= Fields of Action =

Board game

The initial board setup.

Fields of Action is an abstract strategy board game for two players.

==Description==
===Components===
- any 8x8 board such as a checkers or chess board. Alternating colors of squares do not have any effect on the game.
- 24 checkers or counters, 12 each of two colors, each set numbered 1 to 12

===Setup===
The checkers are placed on the board in a specific pattern.

===Gameplay===
"Black" moves first, and then play alternates.
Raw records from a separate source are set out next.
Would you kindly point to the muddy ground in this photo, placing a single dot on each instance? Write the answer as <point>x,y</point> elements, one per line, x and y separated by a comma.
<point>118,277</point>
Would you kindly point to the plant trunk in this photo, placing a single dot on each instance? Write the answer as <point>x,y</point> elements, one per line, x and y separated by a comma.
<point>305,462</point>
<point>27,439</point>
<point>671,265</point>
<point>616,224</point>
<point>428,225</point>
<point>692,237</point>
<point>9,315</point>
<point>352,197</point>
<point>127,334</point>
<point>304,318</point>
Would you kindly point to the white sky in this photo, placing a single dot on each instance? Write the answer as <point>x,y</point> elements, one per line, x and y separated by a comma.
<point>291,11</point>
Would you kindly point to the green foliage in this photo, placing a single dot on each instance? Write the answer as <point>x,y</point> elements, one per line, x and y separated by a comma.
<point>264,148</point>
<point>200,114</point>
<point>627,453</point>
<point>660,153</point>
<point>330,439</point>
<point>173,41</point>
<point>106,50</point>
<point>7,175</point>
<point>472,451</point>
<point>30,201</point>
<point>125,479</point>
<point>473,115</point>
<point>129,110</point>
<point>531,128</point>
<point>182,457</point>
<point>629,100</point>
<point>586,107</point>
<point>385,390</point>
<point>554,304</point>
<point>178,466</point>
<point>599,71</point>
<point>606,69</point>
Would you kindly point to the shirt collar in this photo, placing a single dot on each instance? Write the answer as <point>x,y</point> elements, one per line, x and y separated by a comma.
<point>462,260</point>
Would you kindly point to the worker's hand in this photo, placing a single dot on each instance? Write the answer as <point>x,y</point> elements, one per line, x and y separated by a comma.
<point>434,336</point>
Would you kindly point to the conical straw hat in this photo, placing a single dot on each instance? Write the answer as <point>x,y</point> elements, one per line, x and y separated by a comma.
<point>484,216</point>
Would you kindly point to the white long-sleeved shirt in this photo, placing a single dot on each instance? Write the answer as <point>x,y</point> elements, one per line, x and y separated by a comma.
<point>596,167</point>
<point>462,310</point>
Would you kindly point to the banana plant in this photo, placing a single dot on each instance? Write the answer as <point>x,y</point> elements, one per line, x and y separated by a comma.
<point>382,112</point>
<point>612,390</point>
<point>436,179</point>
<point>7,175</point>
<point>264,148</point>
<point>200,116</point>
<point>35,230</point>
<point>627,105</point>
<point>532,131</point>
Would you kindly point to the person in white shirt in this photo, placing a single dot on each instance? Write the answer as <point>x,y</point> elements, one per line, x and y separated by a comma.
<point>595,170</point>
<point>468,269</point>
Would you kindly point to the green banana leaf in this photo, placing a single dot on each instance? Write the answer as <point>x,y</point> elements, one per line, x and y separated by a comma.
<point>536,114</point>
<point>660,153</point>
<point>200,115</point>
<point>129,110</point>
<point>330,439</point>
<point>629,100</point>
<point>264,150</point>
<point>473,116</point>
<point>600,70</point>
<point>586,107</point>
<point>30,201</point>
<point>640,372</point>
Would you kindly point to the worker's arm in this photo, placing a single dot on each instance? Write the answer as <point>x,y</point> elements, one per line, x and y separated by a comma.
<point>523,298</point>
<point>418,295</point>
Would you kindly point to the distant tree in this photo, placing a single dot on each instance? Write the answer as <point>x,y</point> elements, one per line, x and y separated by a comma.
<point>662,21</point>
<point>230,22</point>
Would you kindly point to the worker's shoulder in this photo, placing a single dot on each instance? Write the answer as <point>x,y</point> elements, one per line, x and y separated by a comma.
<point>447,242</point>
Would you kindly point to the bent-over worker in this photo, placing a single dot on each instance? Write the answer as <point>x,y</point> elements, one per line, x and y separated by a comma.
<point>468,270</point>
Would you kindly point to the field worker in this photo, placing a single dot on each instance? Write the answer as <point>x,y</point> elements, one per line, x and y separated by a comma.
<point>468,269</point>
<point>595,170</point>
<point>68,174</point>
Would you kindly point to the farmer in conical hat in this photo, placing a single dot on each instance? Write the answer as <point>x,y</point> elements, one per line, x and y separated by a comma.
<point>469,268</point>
The active player can move one piece using the following rules:
- A piece can be moved forward, backward or diagonally in one direction a number of squares equal to the number of other counters of both sides that are adjacent to it, as long as it does not end its turn on a friendly counter.
- If a piece has no pieces adjacent to it, it can be moved any number of squares in one direction such that it ends its turn in an empty square that is adjacent to at least two other pieces of either color.
If a piece ends its turn on top of an enemy counter, the enemy counter is removed from play.

===Victory conditions===
The game can be won in one of two ways:
- A player captures five counters that are numbered sequentially, such as 5-6-7-8-9. The pieces do not have to be captured in sequential order.
- A player's opponent can make no legal moves.

==Publication history==
In his 1969 book A Gamut of Games, Sid Sackson described the abstract strategy game Lines of Action (LOA) designed by Claude Soucie. In 1982, LOA and a variation by Sackson titled Field of Action appeared in the German games magazine Spielbox. An English version of Fields of Action was published in the February-March 1989 issue of Games, and also published in R. Wayne Schmittberger's 1992 book New Rules for Classic Games.